⚡ The Ultimate Proxy

The only proxy you need for Claude Code CLI

Quick Start • Features • Web Dashboard • Crosstalk • Compression Stack • Roadmap • Changelog

Route Claude Code to any provider. Save 90% on API costs. Run locally for free.

🌟 What Is It?

The Ultimate Proxy sits between Claude Code CLI and your chosen API provider. It translates Anthropic's API format to OpenAI-compatible format, letting you use any model with Claude Code:

Claude Code CLI  →  The Ultimate Proxy  →  Any Provider
                                           ├─ OpenRouter
                                           ├─ Gemini / VibeProxy
                                           ├─ OpenAI
                                           ├─ Azure
                                           ├─ Ollama (local)
                                           └─ LM Studio (local)

🚀 Quick Start

Option 1: Unified Installation (Recommended)

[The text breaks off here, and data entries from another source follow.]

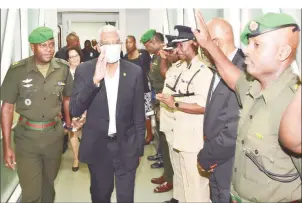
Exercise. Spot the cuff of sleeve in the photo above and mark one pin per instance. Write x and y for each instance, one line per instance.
(203, 162)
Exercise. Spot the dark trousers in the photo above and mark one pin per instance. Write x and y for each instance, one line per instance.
(102, 175)
(168, 170)
(38, 157)
(220, 182)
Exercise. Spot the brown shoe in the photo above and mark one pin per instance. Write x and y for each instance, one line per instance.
(158, 181)
(165, 187)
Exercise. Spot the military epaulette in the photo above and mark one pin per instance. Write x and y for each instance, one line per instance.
(19, 63)
(294, 87)
(62, 61)
(179, 63)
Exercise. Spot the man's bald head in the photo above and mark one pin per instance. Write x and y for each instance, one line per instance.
(221, 32)
(72, 40)
(288, 42)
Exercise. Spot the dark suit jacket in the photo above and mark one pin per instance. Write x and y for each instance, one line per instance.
(220, 122)
(130, 113)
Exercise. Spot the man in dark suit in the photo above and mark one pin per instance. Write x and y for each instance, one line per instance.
(112, 92)
(221, 118)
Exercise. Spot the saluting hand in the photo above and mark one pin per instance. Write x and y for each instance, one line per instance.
(167, 99)
(202, 35)
(100, 68)
(163, 54)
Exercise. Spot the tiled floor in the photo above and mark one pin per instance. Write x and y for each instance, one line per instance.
(74, 186)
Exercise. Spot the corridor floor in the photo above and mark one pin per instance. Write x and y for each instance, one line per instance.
(74, 186)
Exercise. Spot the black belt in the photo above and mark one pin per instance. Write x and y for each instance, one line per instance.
(111, 136)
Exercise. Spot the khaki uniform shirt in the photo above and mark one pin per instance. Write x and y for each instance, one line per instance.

Single command installs everything with automatic GPU detection:

curl -fsSL https://raw.githubusercontent.com/aaaronmiller/claude-code-proxy/main/install-all.sh | bash

The installer will:

🔍 Auto-detect your GPU (NVIDIA CUDA, Intel Arc/iGPU, AMD ROCm, or CPU-only)
💬 Prompt you to confirm or override the detected GPU backend
✅ Clone claude-code-proxy
✅ Install Headroom (compression layer)
✅ Install RTK (command compression)
✅ Install GPU compute stack (Level Zero for Intel, CUDA for NVIDIA, ROCm for AMD)
✅ Configure environment variables (ONEAPI_DEVICE_SELECTOR, CUDA_VISIBLE_DEVICES, etc.)
✅ Add compression aliases (cc, qw, qw-resume)
✅ Start all services
✅ Show health status

Supported GPU backends:

Backend	Hardware	Env Vars Set
NVIDIA CUDA	RTX 30/40/50 series, datacenter GPUs	`CUDA_VISIBLE_DEVICES=0`
Intel Arc / iGPU	Arc A370M/A580/A770, Iris Xe, UHD	`ONEAPI_DEVICE_SELECTOR=level_zero:0`, `LIBVA_DRIVER_NAME=iHD`
AMD ROCm	RX 6000/7000, Instinct MI series	`HSA_OVERRIDE_GFX_VERSION=10.3.0`
CPU-only	No GPU available	`HEADROOM_DEVICE=cpu`

Manual installation:

# Clone & install
git clone https://github.com/aaaronmiller/claude-code-proxy.git ~/code/claude-code-proxy
cd ~/code/claude-code-proxy
./install-all.sh

Using with Claude Code

In a new terminal, run:

export ANTHROPIC_BASE_URL=http://localhost:8082
export ANTHROPIC_API_KEY=pass
claude

If you want the proxy itself to require a client key, set PROXY_AUTH_KEY. ANTHROPIC_API_KEY is for the Claude Code client side and no longer enables proxy auth by default.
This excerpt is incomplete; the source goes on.